Ayant pris l’habitude de retourner en toutes choses aux sources anciennes de nos connaissances, l’humanisme ne pouvait pas négliger cette source de la connaissance chrétienne que constitue la patristique. Lefèvre, ici, n’était point un initiateur, et on ne l’avait pas attendu pour étudier en philologue les Pères de l’Église ; il faut reconnaître néanmoins la part énorme que lui et Clichtoue son disciple vont se tailler immédiatement dans ce domaine encore si peu exploré. En 1498 paraît la Theologia viuificans. Qu’on en remarque le sous-titre : cibus solidus. C’est une édition latine des trois grands traités attribués à l’Aréopagite, Cœlestis hierarchia, Ecclesiastica hierarchia, Divina nomina, et des dix lettres (Lefèvre en publie onze) du même auteur. A quoi s’ajoutent les onze épîtres de saint Ignace (les sept classiques dans la recension longue et les quatre qui ne sont connues qu’en latin) et la lettre de saint Polycarpe. — En 1504 sont publiés sous le titre fort significatif Pro piorum recreatione les œuvres suivantes : Le Paradis d’Héraclide (adaptation latine de VHisloire Lausiaque, voir P. L., t. lxxiv, col. 243-342) ; la Lettre de Clément à Jacques qui se lit en tête de la traduction rufinienne des Récognitions clémentines, et les Récognitions elles-mêmes ; une Lettre (apocryphe) d’Anaclet. La préface est datée du 10 février 1503 (en réalité 1504, à cette époque, en France l’année commençait à Pâques.) — En 1507 paraît la Theologia Damasceni, traduction du De fide orthodoxa ; en 1510 le pseudo-Hégésippe qui est attribué à saint Ambroise ; la même année encore les Œuvres de saint Hilaive ; en 1513, la version vulgate du Pasteur d’Hermas (dans un volume de contenu très mêlé intitulé : Libertrium virorum et trium spiritualium virginum) ; en 1520 les Œuvres de saint Basile (Hexameron, Adv. Eunomium, oraison funèbre de Grégoire de Nazianzesur saintBasile, sermons et règles monastiques). Si l’on ajoute à cette œuvre de publication entreprise par Lefèvre lui-même, celle non moins importante que menait à bien Clichtoue, voir t. iii, col. 237 sq., on remarquera combien considérable est la part de ces deux hommes dans la renaissance de l’antiquité chrétienne.

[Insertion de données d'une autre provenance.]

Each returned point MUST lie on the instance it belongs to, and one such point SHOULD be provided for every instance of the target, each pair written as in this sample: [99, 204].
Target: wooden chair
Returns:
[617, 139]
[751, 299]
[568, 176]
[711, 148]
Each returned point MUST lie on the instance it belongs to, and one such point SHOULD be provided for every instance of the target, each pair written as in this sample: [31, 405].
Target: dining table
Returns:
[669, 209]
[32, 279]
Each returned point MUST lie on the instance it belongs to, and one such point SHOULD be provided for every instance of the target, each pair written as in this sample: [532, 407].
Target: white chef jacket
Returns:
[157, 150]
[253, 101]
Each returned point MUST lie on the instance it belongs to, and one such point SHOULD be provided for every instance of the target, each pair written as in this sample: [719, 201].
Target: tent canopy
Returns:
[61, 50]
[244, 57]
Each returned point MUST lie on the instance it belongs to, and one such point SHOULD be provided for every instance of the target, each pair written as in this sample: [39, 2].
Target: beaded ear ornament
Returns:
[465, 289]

Il convient d’ailleurs de ne pas oublier que, s’il fait revivre le passé de l’Église, ce ne sont pas seulement les siècles les plus lointains que Lefèvre entreprend de faire connaître. Au contact de l’Aréopagite son goût naturel pour la théologie mystique s’est encore développé. De là l’idée de mettre à la portée des contemporains les œuvres mystiques les plus importantes. C’est à cette inspiration que doivent le jour, en 1490, quatre livres de Raymond Lulle ; en avril 1505, les écrits hermétiques, en décembre de la même année le premier volume des Contemplations de Raymond Lulle ; en 1510, le traité de Richard de SaintVictor sur la Trinité, et le Libellus de officio missæ de Bernon, abbé de Reichenau ; en 1513, les divers opuscules de piété contenus dans le Liber trium virorum ci-dessus mentionné ; en 1514, l’édition des œuvres de Nicolas de Cuse. C’est encore à la même veine qu’appartien nent les Agones martyrum mensis Januarii, où Lefèvre fut aidé par Farel, et où il commençait à publier 1rs actes des martyrs qu’il se proposait de compléter ultérieurement par les Gestes des confesseurs ; de même encore, dans un genre un peu différent, les Contemplationes idiotie, parues en 1519, méditations pieuses d’un moine anonyme (en réalité Raymond Jordan, chanoine régulier de Saint-Augustin, mort en 1381). Et mentionnons encore la publication, en 1509, de diverses œuvres apologétiques dirigées contre les mahométans.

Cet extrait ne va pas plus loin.